Passano 15 giorni, e viene da pensare che forse gli strali del ministro della difesa Crosetto lanciati contro la “magistratura politica” si siano materializzano con il mandato d’arresto per Tommaso Verdini per corruzione e turbativa d’asta sugli appalti Anas (ma anche FS). Indagato pure il padre Denis, e disposta la misura cautelare per il socio Pileri e altri tre imprenditori. Sospesi dal servizio due dirigenti dell’ente pubblico ma c’è da aspettarsi che il bubbone sia assai più purulento. Naturalmente, tanto il Governo quanto i partiti di maggioranza hanno fatto subito quadrato intorno a Matteo Salvini, che non risulta indagato così come la sua compagna Francesca Verdini. Ma è evidente il disagio della Meloni per le vicende giudiziarie che si susseguono tra i suoi, una strana specie di classe dirigente a propria insaputa. Evento malevolo, quello delle possibili inchieste giudiziarie, che come già anticipammo lo scorso anno, temeva più di ogni altra cosa nel corso del suo mandato.

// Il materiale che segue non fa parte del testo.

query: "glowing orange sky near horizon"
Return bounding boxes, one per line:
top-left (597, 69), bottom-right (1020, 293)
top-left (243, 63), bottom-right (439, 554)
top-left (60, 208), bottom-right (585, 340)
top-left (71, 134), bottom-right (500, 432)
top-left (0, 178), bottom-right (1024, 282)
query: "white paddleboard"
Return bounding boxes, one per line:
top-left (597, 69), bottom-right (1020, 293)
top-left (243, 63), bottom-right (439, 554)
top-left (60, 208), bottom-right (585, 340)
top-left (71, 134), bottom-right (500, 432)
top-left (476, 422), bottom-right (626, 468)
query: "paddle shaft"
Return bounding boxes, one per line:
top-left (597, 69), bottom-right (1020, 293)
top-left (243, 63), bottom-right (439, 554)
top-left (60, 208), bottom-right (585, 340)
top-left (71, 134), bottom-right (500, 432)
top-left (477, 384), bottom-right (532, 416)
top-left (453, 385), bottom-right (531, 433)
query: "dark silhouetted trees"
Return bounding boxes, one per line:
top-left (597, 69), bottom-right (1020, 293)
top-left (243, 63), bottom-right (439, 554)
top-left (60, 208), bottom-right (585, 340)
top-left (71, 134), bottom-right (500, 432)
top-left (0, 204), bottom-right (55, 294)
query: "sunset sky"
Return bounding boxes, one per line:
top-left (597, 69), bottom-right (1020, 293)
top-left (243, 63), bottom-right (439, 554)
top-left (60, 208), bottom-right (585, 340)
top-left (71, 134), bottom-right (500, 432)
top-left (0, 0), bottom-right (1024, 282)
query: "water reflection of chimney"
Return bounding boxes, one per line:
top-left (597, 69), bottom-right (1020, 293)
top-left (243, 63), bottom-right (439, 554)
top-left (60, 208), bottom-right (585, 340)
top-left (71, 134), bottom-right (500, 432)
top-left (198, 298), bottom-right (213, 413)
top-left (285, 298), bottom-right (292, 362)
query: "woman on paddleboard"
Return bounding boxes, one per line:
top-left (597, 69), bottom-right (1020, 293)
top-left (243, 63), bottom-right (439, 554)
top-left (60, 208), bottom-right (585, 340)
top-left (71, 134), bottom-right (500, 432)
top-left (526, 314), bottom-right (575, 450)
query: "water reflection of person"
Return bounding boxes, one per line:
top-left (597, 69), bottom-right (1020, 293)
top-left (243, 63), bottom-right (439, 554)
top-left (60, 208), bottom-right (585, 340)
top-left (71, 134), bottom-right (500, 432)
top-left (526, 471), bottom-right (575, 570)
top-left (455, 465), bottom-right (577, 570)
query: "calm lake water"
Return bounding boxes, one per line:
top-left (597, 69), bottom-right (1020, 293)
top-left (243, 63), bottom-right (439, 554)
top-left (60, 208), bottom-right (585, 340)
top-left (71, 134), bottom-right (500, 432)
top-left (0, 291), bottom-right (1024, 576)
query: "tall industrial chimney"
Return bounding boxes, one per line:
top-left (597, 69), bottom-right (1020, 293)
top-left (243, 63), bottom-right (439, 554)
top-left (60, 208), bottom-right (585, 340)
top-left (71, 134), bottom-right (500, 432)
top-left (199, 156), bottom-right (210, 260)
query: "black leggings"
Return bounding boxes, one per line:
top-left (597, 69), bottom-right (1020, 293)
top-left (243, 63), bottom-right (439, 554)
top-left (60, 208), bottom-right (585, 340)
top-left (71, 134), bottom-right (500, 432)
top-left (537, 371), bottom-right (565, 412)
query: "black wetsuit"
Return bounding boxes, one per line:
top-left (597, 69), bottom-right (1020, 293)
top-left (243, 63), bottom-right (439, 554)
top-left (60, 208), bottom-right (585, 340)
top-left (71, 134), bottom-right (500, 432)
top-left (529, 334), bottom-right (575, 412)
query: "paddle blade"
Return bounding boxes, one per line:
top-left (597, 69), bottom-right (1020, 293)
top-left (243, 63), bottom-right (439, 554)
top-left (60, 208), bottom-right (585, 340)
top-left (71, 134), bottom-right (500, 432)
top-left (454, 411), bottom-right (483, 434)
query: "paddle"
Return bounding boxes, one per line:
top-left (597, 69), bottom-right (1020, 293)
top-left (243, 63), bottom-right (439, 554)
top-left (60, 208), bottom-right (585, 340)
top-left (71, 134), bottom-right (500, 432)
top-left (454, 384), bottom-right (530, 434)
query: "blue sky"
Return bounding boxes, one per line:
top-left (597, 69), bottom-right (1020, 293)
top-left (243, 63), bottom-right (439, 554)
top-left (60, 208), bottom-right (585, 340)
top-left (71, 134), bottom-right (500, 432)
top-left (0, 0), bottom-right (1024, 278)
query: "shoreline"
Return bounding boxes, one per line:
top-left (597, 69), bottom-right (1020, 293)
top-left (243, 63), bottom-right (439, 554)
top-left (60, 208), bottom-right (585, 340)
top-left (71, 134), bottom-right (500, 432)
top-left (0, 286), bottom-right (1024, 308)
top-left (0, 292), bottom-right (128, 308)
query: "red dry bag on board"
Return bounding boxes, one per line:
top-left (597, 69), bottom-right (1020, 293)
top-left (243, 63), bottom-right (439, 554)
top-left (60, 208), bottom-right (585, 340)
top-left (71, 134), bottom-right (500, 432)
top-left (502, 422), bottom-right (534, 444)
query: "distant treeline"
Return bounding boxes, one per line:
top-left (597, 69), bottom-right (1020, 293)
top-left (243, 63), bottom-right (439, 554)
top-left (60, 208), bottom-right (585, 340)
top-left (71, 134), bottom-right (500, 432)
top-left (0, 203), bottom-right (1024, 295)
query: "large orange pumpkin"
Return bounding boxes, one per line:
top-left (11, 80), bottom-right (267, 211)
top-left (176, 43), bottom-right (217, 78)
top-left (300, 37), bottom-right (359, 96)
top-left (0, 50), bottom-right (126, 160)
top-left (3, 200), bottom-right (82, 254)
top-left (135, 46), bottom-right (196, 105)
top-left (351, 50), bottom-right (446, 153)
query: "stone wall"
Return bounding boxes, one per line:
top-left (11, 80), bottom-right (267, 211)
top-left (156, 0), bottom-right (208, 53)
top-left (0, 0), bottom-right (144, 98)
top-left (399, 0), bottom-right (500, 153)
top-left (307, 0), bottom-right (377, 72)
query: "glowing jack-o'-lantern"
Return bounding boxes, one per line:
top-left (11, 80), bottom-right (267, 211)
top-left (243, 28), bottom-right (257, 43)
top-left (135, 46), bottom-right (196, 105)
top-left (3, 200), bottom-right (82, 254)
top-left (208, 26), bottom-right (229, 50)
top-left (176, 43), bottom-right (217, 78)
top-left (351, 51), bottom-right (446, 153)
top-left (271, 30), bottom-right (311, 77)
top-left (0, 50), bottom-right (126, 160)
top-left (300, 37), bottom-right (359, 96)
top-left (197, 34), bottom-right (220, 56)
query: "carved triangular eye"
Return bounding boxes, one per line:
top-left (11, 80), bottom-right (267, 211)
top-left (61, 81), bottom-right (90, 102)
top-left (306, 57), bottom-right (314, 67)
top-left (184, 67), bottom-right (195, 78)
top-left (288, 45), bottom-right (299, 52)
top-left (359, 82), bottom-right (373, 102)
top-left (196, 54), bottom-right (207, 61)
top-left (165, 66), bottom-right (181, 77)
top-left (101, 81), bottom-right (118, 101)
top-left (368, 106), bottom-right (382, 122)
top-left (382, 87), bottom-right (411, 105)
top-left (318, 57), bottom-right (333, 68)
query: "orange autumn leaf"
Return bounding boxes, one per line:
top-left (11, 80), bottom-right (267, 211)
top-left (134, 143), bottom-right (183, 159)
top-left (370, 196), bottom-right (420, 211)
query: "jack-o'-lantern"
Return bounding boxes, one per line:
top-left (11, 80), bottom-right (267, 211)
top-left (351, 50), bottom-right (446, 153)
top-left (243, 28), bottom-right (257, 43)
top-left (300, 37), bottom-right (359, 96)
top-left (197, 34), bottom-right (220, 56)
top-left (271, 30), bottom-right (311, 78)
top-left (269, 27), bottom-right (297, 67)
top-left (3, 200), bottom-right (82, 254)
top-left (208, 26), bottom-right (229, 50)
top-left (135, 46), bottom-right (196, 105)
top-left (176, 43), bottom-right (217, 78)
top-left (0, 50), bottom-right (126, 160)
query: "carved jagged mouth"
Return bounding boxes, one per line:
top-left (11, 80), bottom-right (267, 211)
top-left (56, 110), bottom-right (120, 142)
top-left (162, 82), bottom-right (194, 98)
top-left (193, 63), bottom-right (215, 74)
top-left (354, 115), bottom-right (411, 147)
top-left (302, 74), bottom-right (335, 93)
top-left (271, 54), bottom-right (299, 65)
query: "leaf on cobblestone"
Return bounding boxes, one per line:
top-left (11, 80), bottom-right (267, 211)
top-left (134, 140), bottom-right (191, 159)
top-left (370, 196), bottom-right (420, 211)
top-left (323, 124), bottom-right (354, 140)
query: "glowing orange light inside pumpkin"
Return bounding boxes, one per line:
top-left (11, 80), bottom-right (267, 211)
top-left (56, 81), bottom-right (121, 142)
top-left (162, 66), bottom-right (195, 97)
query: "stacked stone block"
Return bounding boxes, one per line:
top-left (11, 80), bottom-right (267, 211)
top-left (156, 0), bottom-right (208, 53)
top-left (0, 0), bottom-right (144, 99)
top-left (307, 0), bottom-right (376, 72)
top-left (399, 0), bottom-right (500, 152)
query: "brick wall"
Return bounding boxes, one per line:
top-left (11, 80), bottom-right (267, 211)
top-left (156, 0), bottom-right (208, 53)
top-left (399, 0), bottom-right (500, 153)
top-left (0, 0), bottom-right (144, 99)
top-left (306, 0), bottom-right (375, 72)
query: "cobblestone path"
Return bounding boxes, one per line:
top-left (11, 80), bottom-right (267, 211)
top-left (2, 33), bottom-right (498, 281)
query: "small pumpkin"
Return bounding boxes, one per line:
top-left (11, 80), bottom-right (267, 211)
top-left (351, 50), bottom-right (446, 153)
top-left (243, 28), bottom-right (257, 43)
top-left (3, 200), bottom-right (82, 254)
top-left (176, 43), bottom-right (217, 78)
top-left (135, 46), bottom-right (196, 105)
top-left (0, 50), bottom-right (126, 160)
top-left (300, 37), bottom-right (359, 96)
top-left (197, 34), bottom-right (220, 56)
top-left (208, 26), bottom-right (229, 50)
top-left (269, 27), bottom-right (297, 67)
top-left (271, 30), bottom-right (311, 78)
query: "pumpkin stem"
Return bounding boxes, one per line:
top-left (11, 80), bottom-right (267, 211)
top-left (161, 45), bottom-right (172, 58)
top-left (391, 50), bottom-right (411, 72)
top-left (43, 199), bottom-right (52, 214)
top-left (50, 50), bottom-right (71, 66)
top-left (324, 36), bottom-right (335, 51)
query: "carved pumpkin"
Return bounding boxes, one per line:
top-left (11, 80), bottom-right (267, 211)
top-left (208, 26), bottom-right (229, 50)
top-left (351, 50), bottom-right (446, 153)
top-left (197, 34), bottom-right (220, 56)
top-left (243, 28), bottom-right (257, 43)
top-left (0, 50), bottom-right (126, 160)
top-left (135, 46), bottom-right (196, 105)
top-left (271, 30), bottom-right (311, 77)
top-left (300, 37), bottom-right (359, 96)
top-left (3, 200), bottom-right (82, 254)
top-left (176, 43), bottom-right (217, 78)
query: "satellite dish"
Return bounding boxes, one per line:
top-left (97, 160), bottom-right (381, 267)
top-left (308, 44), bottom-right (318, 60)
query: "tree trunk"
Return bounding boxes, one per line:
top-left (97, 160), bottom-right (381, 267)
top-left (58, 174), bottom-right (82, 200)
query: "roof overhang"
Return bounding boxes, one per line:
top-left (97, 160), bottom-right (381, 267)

Ma non fa in tempo il Presidente Mattarella, a tenere il suo discorso di fine anno, dove ha toccato tutti i temi cruciali del nostro tempo, dalla guerra alla violenza di genere; dal lavoro alla scuola; dal valore attualissimo della Costituzione all’Intelligenza Artificiale; che il deputato vercellese di FdI, Emanuele Pozzolo, il 31 dicembre al veglione organizzato dalla sorella del sottosegretario Andrea Delmastro, sindaca di Rosazza (BI), ha tirato fuori la pistola calibro 22 dalla quale (per adesso non si sa ancora da chi, ma intanto la Procura di Biella ha indagato Pozzolo) è partito un colpo che ha ferito, per fortuna lievemente, il genero di un agente della scorta di Delmastro. Una vicenda che lascia di stucco l’intero Paese (e oltre) e che, come è ovvio, moltiplica le preoccupazioni della Meloni. Che può contare è vero, su una delle maggioranze numeriche più sostanziose della storia repubblicana, ma non di sicuro sulla maggioranza di miglior qualità che si sia mai vista. E ora è arrivato anche il “pistolero” a confermare la famosa tesi di quello sgominatore di luoghi comuni che fu Ennio Flaiano: “la situazione politica è grave ma non è seria”. E non aveva visto ancora nulla.

E pensare che soltanto il 28 dicembre era toccato al fido ministro Lollobrigida correre ai ripari sul disegno di legge del senatore Amidei (confratello d’Italia pure lui) che voleva consentire l’uso del fucile da caccia ai sedicenni, convincendolo tra qualche borbottio e un paio di sacramenti rodigini doc a ritirarlo.